Stress. A certain amount of stress can be beneficial – it helps you focus, organise, delegate, take action, get things done. But how do you know when that stress you have been living with has taken over and gone into overwhelm territory?

The nature of stress is that, it impacts your nervous system in gradual amounts, until a point where your nervous system is in overwhelm. The nervous system ends up in a chronic state of fight-flight, and it is hard to engage the rest-and-digest state. Basically, your nervous system is so used to stress that when you try and relax, and engage in “fun” or “relaxing” self-care activities, you can’t relax. Your body is still tense, waiting to jump up to do something, your mind can’t concentrate on the activity you are doing, and you feel guilty about NOT DOING ANYTHING. And this is when the beliefs you hold about relaxing comes up – “I’m being lazy, I need to do something, I can’t sit until…”
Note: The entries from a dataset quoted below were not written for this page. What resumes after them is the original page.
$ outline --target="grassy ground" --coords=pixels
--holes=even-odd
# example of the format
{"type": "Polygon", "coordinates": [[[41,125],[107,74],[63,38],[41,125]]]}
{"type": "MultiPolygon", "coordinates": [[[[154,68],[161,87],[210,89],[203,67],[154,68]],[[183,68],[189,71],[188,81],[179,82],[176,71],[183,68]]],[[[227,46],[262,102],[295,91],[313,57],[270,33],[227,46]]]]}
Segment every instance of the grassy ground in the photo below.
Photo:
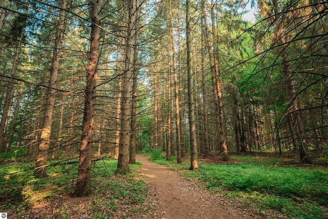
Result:
{"type": "MultiPolygon", "coordinates": [[[[158,151],[150,153],[153,162],[176,170],[187,170],[176,158],[165,160],[158,151]]],[[[197,178],[207,189],[221,195],[238,197],[262,212],[275,211],[286,218],[328,218],[328,171],[318,166],[282,165],[275,157],[230,156],[230,163],[217,158],[199,159],[199,169],[182,171],[189,179],[197,178]]]]}
{"type": "MultiPolygon", "coordinates": [[[[49,177],[37,179],[32,164],[0,166],[0,212],[10,218],[136,218],[150,210],[144,205],[146,182],[135,175],[113,174],[117,161],[93,162],[92,194],[73,199],[78,164],[49,167],[49,177]],[[119,216],[118,216],[119,215],[119,216]]],[[[130,165],[135,172],[140,163],[130,165]]]]}

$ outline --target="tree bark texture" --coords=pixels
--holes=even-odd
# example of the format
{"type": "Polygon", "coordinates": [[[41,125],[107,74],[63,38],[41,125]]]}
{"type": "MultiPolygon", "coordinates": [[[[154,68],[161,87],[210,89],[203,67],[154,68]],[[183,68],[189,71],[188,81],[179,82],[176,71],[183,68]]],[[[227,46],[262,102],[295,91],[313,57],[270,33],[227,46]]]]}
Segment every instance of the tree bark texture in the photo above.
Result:
{"type": "Polygon", "coordinates": [[[186,2],[186,37],[187,54],[187,75],[188,83],[188,115],[189,120],[189,133],[190,138],[190,168],[193,170],[198,168],[197,162],[197,143],[196,142],[196,126],[195,125],[195,102],[194,93],[195,92],[191,64],[191,39],[190,37],[190,15],[189,14],[189,0],[186,2]]]}
{"type": "Polygon", "coordinates": [[[34,171],[34,175],[38,177],[47,177],[46,165],[51,135],[53,109],[56,101],[55,96],[56,91],[55,90],[52,88],[55,89],[56,87],[58,71],[60,67],[59,62],[61,57],[65,21],[67,16],[67,11],[65,10],[66,8],[67,4],[67,2],[66,0],[59,1],[58,2],[59,6],[64,10],[61,10],[59,12],[59,17],[56,27],[56,39],[48,83],[49,88],[47,92],[47,102],[44,111],[43,125],[41,131],[40,142],[38,146],[37,157],[34,171]]]}
{"type": "Polygon", "coordinates": [[[87,68],[87,85],[85,93],[85,106],[82,124],[82,136],[80,144],[80,156],[76,188],[73,196],[81,197],[91,192],[90,171],[91,168],[92,143],[93,135],[94,104],[96,101],[96,86],[98,78],[97,68],[100,54],[100,12],[101,0],[93,1],[91,12],[91,34],[89,64],[87,68]]]}
{"type": "Polygon", "coordinates": [[[129,168],[129,148],[131,134],[131,106],[132,75],[133,73],[133,36],[136,20],[136,0],[127,0],[129,7],[129,21],[127,35],[125,67],[122,75],[122,104],[119,151],[116,172],[127,174],[129,168]]]}

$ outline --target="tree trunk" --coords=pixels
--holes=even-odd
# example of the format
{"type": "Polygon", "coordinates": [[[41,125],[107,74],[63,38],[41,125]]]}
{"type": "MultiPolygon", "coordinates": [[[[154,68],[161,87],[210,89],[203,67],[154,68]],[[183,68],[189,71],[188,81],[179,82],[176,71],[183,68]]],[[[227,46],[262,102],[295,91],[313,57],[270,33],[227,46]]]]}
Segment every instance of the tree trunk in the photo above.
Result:
{"type": "Polygon", "coordinates": [[[45,165],[47,164],[48,151],[51,135],[52,116],[56,98],[55,96],[55,90],[52,88],[55,89],[56,87],[58,71],[59,69],[59,62],[62,53],[63,40],[64,36],[65,21],[67,15],[67,11],[65,10],[66,8],[67,4],[66,0],[59,1],[58,2],[59,7],[64,9],[64,10],[60,10],[59,18],[57,25],[56,39],[48,83],[49,88],[47,93],[47,103],[44,112],[43,125],[41,131],[41,139],[38,146],[37,158],[36,158],[35,169],[34,170],[34,175],[38,177],[47,177],[45,165]]]}
{"type": "Polygon", "coordinates": [[[133,54],[133,73],[132,78],[132,103],[131,106],[131,133],[130,145],[129,164],[135,164],[136,135],[137,118],[137,88],[138,87],[138,31],[136,31],[134,39],[134,49],[133,54]]]}
{"type": "MultiPolygon", "coordinates": [[[[277,0],[273,0],[272,4],[275,13],[275,17],[278,23],[276,27],[276,35],[279,37],[277,40],[278,44],[282,47],[280,51],[280,55],[282,58],[283,70],[281,72],[282,77],[284,78],[286,85],[288,98],[290,101],[289,112],[291,114],[291,120],[293,123],[293,127],[296,128],[295,133],[298,137],[296,141],[299,150],[299,157],[301,163],[303,164],[311,164],[312,160],[310,157],[309,149],[305,138],[304,136],[304,129],[301,114],[299,111],[299,103],[298,98],[296,95],[295,89],[293,83],[293,77],[290,73],[290,63],[288,58],[288,54],[286,50],[285,33],[283,27],[281,26],[281,21],[279,17],[280,10],[278,6],[277,0]]],[[[293,130],[292,130],[293,132],[293,130]]],[[[294,134],[293,133],[292,134],[294,134]]]]}
{"type": "MultiPolygon", "coordinates": [[[[5,8],[7,5],[7,0],[3,0],[0,3],[0,5],[4,8],[5,8]]],[[[4,22],[5,18],[6,18],[6,15],[7,14],[7,10],[3,8],[0,9],[0,30],[2,29],[2,27],[4,26],[4,22]]]]}
{"type": "Polygon", "coordinates": [[[118,78],[118,93],[117,93],[116,106],[116,130],[115,133],[115,146],[114,149],[114,156],[113,158],[118,159],[118,152],[119,151],[119,133],[120,133],[121,125],[121,105],[122,104],[122,77],[118,78]]]}
{"type": "Polygon", "coordinates": [[[94,104],[98,79],[97,68],[99,56],[100,38],[100,12],[101,0],[94,0],[91,16],[91,34],[89,65],[87,68],[87,85],[85,93],[84,113],[82,124],[82,136],[80,144],[80,156],[76,188],[73,196],[88,195],[91,192],[90,171],[91,169],[92,143],[93,135],[94,104]]]}
{"type": "MultiPolygon", "coordinates": [[[[11,70],[11,75],[14,77],[17,72],[17,68],[18,65],[18,58],[20,54],[22,46],[20,42],[17,43],[17,50],[15,54],[15,58],[13,63],[13,67],[11,70]]],[[[7,123],[9,108],[11,105],[11,99],[12,99],[12,92],[14,89],[13,84],[9,82],[7,88],[6,97],[5,98],[5,103],[1,114],[1,121],[0,121],[0,153],[6,151],[6,147],[3,144],[5,139],[5,130],[6,129],[6,124],[7,123]]]]}
{"type": "Polygon", "coordinates": [[[191,39],[190,37],[190,17],[189,14],[189,1],[186,1],[186,25],[187,37],[187,75],[188,83],[188,114],[189,133],[190,134],[190,170],[198,168],[197,162],[197,143],[196,142],[196,127],[195,125],[195,103],[194,93],[195,89],[193,82],[191,65],[191,39]]]}
{"type": "Polygon", "coordinates": [[[119,151],[116,172],[127,174],[129,168],[129,148],[130,134],[132,78],[133,73],[133,35],[136,20],[136,0],[127,0],[129,21],[127,35],[127,48],[125,72],[122,75],[122,104],[121,106],[121,128],[119,151]]]}
{"type": "Polygon", "coordinates": [[[204,114],[204,154],[208,156],[210,155],[210,138],[209,133],[209,109],[207,106],[207,93],[206,92],[206,69],[205,64],[205,27],[204,19],[206,18],[205,1],[201,1],[201,81],[202,81],[202,95],[203,97],[203,114],[204,114]]]}
{"type": "Polygon", "coordinates": [[[229,157],[228,154],[228,140],[227,138],[227,131],[225,129],[225,125],[224,124],[224,109],[223,105],[222,103],[222,93],[223,93],[223,86],[222,85],[221,77],[221,70],[220,69],[220,62],[218,58],[218,53],[217,49],[217,38],[216,38],[216,29],[215,28],[215,21],[214,19],[214,5],[213,4],[213,0],[211,0],[212,10],[211,10],[211,19],[212,19],[212,34],[213,38],[213,57],[214,61],[214,70],[215,74],[214,75],[214,83],[216,86],[216,101],[217,101],[217,112],[218,121],[219,121],[219,137],[220,138],[220,142],[221,143],[221,148],[223,150],[222,154],[222,158],[224,161],[228,161],[229,160],[229,157]]]}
So you have a nervous system in a constant state of stress, and your thoughts and behaviours can contribute to and MAINTAIN that stress. For example, with myself, I was constantly working, finding different ways to make an income to support my family, caring for my family, caring for the animals on the farm. If I sat down for even 30 minutes, I would feel guilty, and the thoughts of “I’m being lazy, I need to get up” would come. I would jump up and rush to do “stuff” when my husband came home from work. I was always looking for more “things” I could do. Not a victim, but a martyr – friends and family would compliment me on how much I do, how amazing I was, etc. And I was so exhausted, I got sick, and I still wouldn’t, and couldn’t let my body rest – my nervous system did not recognise what “rest” looks like.
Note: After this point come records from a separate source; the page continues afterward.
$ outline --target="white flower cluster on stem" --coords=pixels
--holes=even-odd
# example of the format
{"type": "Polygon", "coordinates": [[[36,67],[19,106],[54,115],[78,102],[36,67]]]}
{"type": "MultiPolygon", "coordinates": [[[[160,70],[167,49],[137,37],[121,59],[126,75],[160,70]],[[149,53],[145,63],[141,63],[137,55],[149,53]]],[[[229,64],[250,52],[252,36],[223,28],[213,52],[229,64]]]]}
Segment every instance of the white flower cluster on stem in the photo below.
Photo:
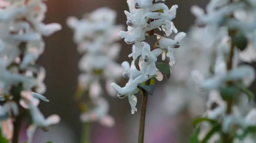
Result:
{"type": "Polygon", "coordinates": [[[116,17],[115,11],[104,7],[86,14],[81,20],[73,16],[67,20],[68,25],[74,31],[74,40],[78,45],[78,51],[84,54],[79,68],[85,73],[78,77],[78,88],[82,92],[87,92],[85,95],[88,98],[85,103],[81,103],[87,109],[82,106],[84,112],[81,119],[84,122],[98,121],[107,127],[113,126],[114,120],[108,115],[109,103],[102,96],[100,81],[105,81],[107,92],[115,96],[116,91],[110,84],[121,77],[123,72],[115,61],[121,50],[120,45],[116,42],[121,39],[118,32],[123,29],[122,25],[115,25],[116,17]]]}
{"type": "Polygon", "coordinates": [[[156,66],[157,57],[162,54],[164,60],[167,56],[170,59],[170,65],[172,66],[175,63],[173,49],[180,46],[179,42],[186,35],[183,32],[179,33],[174,40],[166,37],[173,32],[177,32],[171,21],[176,16],[178,6],[173,6],[169,9],[164,1],[127,1],[130,12],[125,10],[124,13],[127,17],[128,31],[121,31],[119,34],[127,44],[134,44],[132,53],[128,57],[132,57],[133,60],[139,59],[140,70],[135,68],[134,60],[130,67],[127,62],[124,62],[122,65],[125,72],[123,75],[124,77],[129,78],[128,82],[123,88],[115,83],[112,83],[111,85],[118,92],[119,98],[128,97],[132,114],[137,111],[137,98],[134,95],[139,91],[137,86],[153,77],[159,81],[162,80],[163,75],[156,66]],[[154,37],[149,33],[155,29],[164,33],[165,36],[153,33],[153,35],[155,36],[155,39],[147,39],[150,36],[154,37]]]}
{"type": "MultiPolygon", "coordinates": [[[[197,6],[191,7],[198,25],[207,25],[219,31],[225,30],[215,39],[218,44],[215,44],[217,46],[213,74],[205,78],[198,70],[192,72],[198,86],[209,91],[207,110],[203,117],[217,123],[202,122],[198,137],[200,141],[216,142],[222,138],[225,143],[255,142],[252,136],[254,131],[248,129],[256,128],[255,122],[250,120],[256,118],[255,109],[251,109],[246,115],[241,112],[244,109],[239,106],[244,102],[239,100],[241,97],[246,95],[249,101],[252,98],[247,88],[255,80],[255,72],[250,66],[238,65],[241,60],[255,60],[256,17],[252,14],[256,10],[255,4],[252,0],[211,0],[207,6],[206,14],[197,6]],[[250,53],[243,54],[244,50],[250,53]],[[209,137],[214,128],[218,129],[218,131],[209,137]]],[[[253,103],[245,104],[248,107],[253,103]]]]}
{"type": "Polygon", "coordinates": [[[37,107],[39,99],[49,101],[41,95],[46,90],[45,70],[35,63],[44,51],[42,37],[61,29],[59,24],[42,22],[47,11],[42,1],[0,3],[0,98],[5,102],[0,106],[0,126],[3,136],[12,139],[13,143],[18,142],[19,126],[25,116],[32,121],[27,130],[28,143],[31,143],[37,127],[46,128],[60,121],[55,114],[45,119],[37,107]]]}

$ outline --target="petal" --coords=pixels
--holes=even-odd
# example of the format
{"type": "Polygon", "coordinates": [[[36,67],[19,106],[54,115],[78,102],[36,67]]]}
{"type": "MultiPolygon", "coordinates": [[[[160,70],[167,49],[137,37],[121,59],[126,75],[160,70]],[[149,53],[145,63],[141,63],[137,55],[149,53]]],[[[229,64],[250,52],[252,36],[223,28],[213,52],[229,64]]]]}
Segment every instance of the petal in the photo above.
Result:
{"type": "Polygon", "coordinates": [[[172,66],[175,63],[175,59],[174,59],[174,57],[173,57],[173,48],[171,48],[170,47],[168,47],[168,52],[166,54],[166,56],[170,58],[169,65],[170,66],[172,66]]]}
{"type": "Polygon", "coordinates": [[[109,95],[113,97],[115,97],[117,95],[116,91],[111,86],[110,84],[113,82],[113,81],[111,80],[108,80],[106,82],[106,88],[107,92],[109,95]]]}
{"type": "Polygon", "coordinates": [[[251,66],[243,65],[232,70],[227,75],[227,80],[242,79],[245,86],[249,86],[255,79],[255,70],[251,66]]]}
{"type": "Polygon", "coordinates": [[[191,77],[196,83],[198,85],[204,81],[203,76],[198,70],[193,70],[191,72],[191,77]]]}
{"type": "Polygon", "coordinates": [[[133,114],[135,112],[137,112],[137,108],[135,107],[137,104],[137,97],[134,95],[129,96],[128,97],[128,99],[132,108],[132,114],[133,114]]]}
{"type": "Polygon", "coordinates": [[[27,143],[32,143],[32,139],[34,134],[35,132],[35,130],[37,127],[33,125],[29,126],[27,129],[27,136],[28,137],[28,140],[27,141],[27,143]]]}
{"type": "Polygon", "coordinates": [[[186,36],[186,33],[181,32],[178,33],[175,36],[174,38],[174,40],[177,42],[180,42],[181,40],[185,38],[186,36]]]}
{"type": "Polygon", "coordinates": [[[19,103],[21,107],[25,109],[28,109],[29,107],[29,105],[27,104],[24,100],[22,99],[20,100],[19,103]]]}
{"type": "Polygon", "coordinates": [[[165,51],[162,52],[162,60],[164,61],[165,60],[166,57],[166,54],[165,51]]]}
{"type": "Polygon", "coordinates": [[[60,121],[60,117],[57,114],[52,115],[45,120],[46,127],[57,124],[60,121]]]}
{"type": "Polygon", "coordinates": [[[47,99],[46,97],[40,94],[33,92],[31,92],[31,94],[34,97],[39,99],[46,102],[49,101],[49,100],[47,99]]]}
{"type": "Polygon", "coordinates": [[[158,81],[162,81],[163,79],[163,75],[160,72],[157,71],[156,73],[156,76],[155,77],[158,81]]]}
{"type": "Polygon", "coordinates": [[[105,127],[113,127],[115,125],[115,120],[109,115],[106,115],[101,119],[100,123],[105,127]]]}
{"type": "Polygon", "coordinates": [[[121,65],[126,72],[130,69],[130,64],[127,61],[124,61],[122,63],[121,65]]]}
{"type": "Polygon", "coordinates": [[[145,42],[142,42],[141,44],[143,45],[141,57],[144,59],[145,58],[146,56],[150,53],[150,46],[149,44],[145,42]]]}

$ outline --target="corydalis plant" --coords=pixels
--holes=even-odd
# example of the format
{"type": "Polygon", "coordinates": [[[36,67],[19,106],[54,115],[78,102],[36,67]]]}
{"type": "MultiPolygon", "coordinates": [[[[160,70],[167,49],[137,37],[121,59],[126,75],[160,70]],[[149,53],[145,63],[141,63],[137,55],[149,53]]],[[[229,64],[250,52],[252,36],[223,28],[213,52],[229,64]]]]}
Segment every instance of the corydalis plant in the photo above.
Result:
{"type": "Polygon", "coordinates": [[[22,120],[29,126],[27,142],[32,142],[38,127],[47,130],[58,123],[60,117],[45,119],[37,106],[40,99],[49,100],[41,94],[46,88],[45,70],[35,61],[44,50],[42,36],[60,30],[58,23],[42,21],[46,5],[40,0],[6,1],[0,9],[0,125],[2,135],[18,143],[22,120]]]}
{"type": "Polygon", "coordinates": [[[244,95],[248,97],[248,106],[252,104],[250,101],[254,95],[248,88],[254,81],[255,71],[249,66],[238,65],[238,52],[248,48],[254,51],[255,49],[247,46],[248,43],[256,47],[256,17],[251,14],[256,8],[254,1],[227,0],[211,0],[206,14],[197,6],[191,8],[197,24],[216,30],[224,28],[226,31],[216,41],[220,44],[216,47],[213,75],[205,78],[197,70],[192,73],[198,86],[209,91],[209,97],[205,113],[193,122],[196,129],[191,143],[256,141],[252,136],[256,130],[255,109],[251,109],[246,114],[240,111],[243,109],[239,105],[240,97],[244,95]],[[244,20],[245,17],[250,20],[244,20]]]}
{"type": "Polygon", "coordinates": [[[86,14],[80,20],[74,17],[67,20],[74,31],[74,41],[78,45],[78,51],[83,54],[79,66],[85,73],[78,77],[76,95],[82,112],[81,119],[83,122],[98,121],[109,127],[114,125],[114,120],[108,114],[109,103],[102,96],[100,81],[105,81],[109,95],[116,95],[110,83],[120,77],[123,72],[115,61],[121,50],[116,42],[121,39],[118,33],[123,29],[121,25],[115,25],[116,17],[115,11],[102,8],[86,14]]]}
{"type": "Polygon", "coordinates": [[[173,49],[180,46],[179,42],[186,36],[180,32],[174,40],[167,37],[177,30],[171,20],[175,18],[178,6],[174,5],[169,9],[165,1],[137,0],[127,1],[130,12],[124,11],[128,25],[127,31],[119,33],[121,37],[128,44],[134,44],[132,53],[129,55],[134,61],[131,64],[123,62],[125,72],[123,76],[129,78],[124,87],[116,83],[111,84],[118,92],[120,98],[128,97],[132,108],[132,113],[137,111],[137,98],[134,95],[140,91],[142,93],[142,108],[139,131],[139,142],[144,141],[144,132],[148,93],[154,91],[155,77],[163,79],[163,74],[169,78],[171,73],[169,66],[175,63],[173,49]],[[157,62],[157,57],[161,54],[163,59],[169,58],[169,66],[163,62],[157,62]]]}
There were 2 distinct points of awareness when I realised this way of living was not healthy. One was when I was resting in bed after one of the earlier sessions of immunotherapy for hopper ant anaphylaxis – each session used to knock me out for several days, and I would be in bed at 7pm on immuno-day. My 4-year-old daughter was freaking out – she almost never saw me rest, even when sick, so seeing me sick in bed triggered a lot of fear in her. This wasn’t the message I wanted her to learn – resting is NORMAL and necessary.


The second point of awareness was when I realised none of my usual self-care strategies was working. My nervous system was so far and so long into overwhelm that it did not recognise “rest”, “nurture”, “heal”. No meditating, controlled breathing, visualisation – helped. I could not feel joy or pleasure, and I could not think of anything “fun”. This was the point when I realised the limits of my own training as a counsellor and a healer, and to reach out for help. When your own nervous system has “forgotten” how to rest-and-digest, you need to get help from someone else trained in therapeutic work to “remind” your nervous system how to rest. The human brain is amazing – it has mirror neurons that help you learn very quickly from someone else, a new action. Even if that action is something you have forgotten. It is OK to reach out for help.
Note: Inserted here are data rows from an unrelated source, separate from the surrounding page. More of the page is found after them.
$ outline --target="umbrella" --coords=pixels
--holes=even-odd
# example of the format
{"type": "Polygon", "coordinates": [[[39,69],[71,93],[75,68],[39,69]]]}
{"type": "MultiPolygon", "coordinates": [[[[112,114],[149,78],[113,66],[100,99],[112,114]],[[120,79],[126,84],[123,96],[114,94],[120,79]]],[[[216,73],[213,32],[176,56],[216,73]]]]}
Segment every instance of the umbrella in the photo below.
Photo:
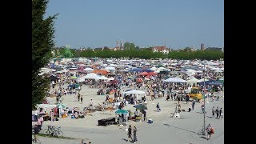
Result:
{"type": "Polygon", "coordinates": [[[134,107],[135,107],[138,110],[147,110],[147,107],[142,104],[135,105],[134,106],[134,107]]]}
{"type": "Polygon", "coordinates": [[[115,114],[128,114],[128,111],[125,110],[119,109],[115,111],[115,114]]]}
{"type": "Polygon", "coordinates": [[[58,103],[56,107],[59,108],[59,109],[62,109],[66,107],[66,105],[63,103],[58,103]]]}

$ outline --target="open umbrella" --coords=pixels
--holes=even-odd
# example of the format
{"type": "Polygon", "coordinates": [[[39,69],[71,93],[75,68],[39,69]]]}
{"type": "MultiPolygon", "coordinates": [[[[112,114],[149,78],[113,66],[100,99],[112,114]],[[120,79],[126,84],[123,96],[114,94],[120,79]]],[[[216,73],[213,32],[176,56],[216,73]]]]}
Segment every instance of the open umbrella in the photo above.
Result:
{"type": "Polygon", "coordinates": [[[134,106],[134,107],[135,107],[138,110],[147,110],[147,107],[142,104],[135,105],[134,106]]]}
{"type": "Polygon", "coordinates": [[[125,110],[119,109],[115,111],[115,114],[128,114],[128,111],[125,110]]]}

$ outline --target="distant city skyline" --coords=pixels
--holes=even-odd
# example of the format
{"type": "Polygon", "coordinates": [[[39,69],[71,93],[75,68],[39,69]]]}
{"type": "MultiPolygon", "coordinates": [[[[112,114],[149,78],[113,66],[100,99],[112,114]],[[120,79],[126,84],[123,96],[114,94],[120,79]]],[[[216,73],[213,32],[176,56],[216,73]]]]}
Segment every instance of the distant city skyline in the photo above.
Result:
{"type": "Polygon", "coordinates": [[[223,0],[50,0],[45,17],[56,14],[57,47],[224,47],[223,0]]]}

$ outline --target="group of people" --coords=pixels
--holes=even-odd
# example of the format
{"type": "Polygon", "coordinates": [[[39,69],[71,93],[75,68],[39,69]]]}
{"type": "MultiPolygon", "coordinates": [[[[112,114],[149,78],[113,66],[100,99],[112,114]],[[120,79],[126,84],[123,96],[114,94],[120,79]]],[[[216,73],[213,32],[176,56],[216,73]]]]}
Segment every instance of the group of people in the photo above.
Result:
{"type": "Polygon", "coordinates": [[[134,129],[132,130],[131,126],[129,125],[127,135],[128,135],[127,142],[129,142],[129,139],[130,139],[131,142],[133,142],[134,143],[136,143],[138,139],[137,139],[137,128],[135,126],[134,126],[134,129]],[[133,138],[132,138],[132,132],[134,133],[133,138]]]}

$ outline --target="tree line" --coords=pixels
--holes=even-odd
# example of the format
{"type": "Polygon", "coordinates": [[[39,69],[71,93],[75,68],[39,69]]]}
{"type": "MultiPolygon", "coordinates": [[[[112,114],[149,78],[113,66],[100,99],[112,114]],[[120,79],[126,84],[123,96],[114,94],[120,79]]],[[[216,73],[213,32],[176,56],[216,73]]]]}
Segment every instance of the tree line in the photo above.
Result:
{"type": "MultiPolygon", "coordinates": [[[[202,60],[218,60],[224,59],[224,52],[222,51],[210,51],[210,50],[196,50],[190,51],[183,50],[172,50],[169,54],[165,54],[161,52],[154,53],[150,49],[132,49],[124,50],[110,50],[109,49],[102,50],[75,50],[70,49],[73,54],[73,58],[173,58],[173,59],[202,59],[202,60]]],[[[58,49],[59,55],[64,55],[65,48],[58,49]]],[[[56,53],[56,52],[55,52],[56,53]]]]}

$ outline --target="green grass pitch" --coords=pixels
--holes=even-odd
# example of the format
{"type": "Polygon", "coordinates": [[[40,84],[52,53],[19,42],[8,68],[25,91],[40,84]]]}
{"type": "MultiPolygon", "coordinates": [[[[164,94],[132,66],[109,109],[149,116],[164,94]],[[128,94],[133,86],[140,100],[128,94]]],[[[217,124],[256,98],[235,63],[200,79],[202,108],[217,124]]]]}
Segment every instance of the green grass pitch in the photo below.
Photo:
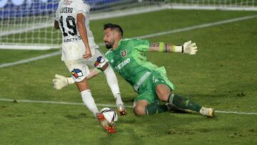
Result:
{"type": "MultiPolygon", "coordinates": [[[[246,16],[255,11],[165,10],[91,21],[98,44],[102,26],[123,26],[131,38],[246,16]]],[[[195,56],[148,52],[153,63],[165,66],[176,86],[174,92],[218,111],[209,119],[197,114],[166,112],[136,116],[131,108],[119,116],[116,132],[105,132],[83,105],[0,101],[0,144],[257,144],[257,19],[148,38],[181,44],[196,42],[195,56]]],[[[101,46],[103,51],[106,51],[101,46]]],[[[57,50],[0,50],[0,64],[57,50]]],[[[74,85],[54,90],[56,74],[69,76],[55,56],[0,68],[0,99],[81,103],[74,85]]],[[[117,75],[123,100],[131,106],[136,94],[117,75]]],[[[97,104],[115,104],[104,75],[89,81],[97,104]]],[[[104,106],[99,106],[101,109],[104,106]]]]}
Have a look at this brilliant infographic created by Rori, author of wordpress blog, The Graceful Patient. Her simple mental health pain scale can help you recognise when it is time to reach out for help. And for those of us who are used to working it out ourselves, this is a good reminder to get that support sooner rather than trying to power through it ourselves.


Rori’s Simple Mental Health Pain Scale,


This is the direct link to read more about this scale Rori created.


I have found that there is a line between stress and overwhelm, and that it is hard to recognise when we have stepped into that zone of overwhelm. Hopefully this infographic helps you recognise that line sooner and reach out for support.

In Australia, you can contact your General Practitioner to organise a Mental Health Care Plan (MHCP). This enables you to access between 6-10 appointments with a registered psychologist per calendar year, and these sessions are either bulk-billed or there is a small gap to pay. Research the psychologist you wish to consult and check the gap they charge.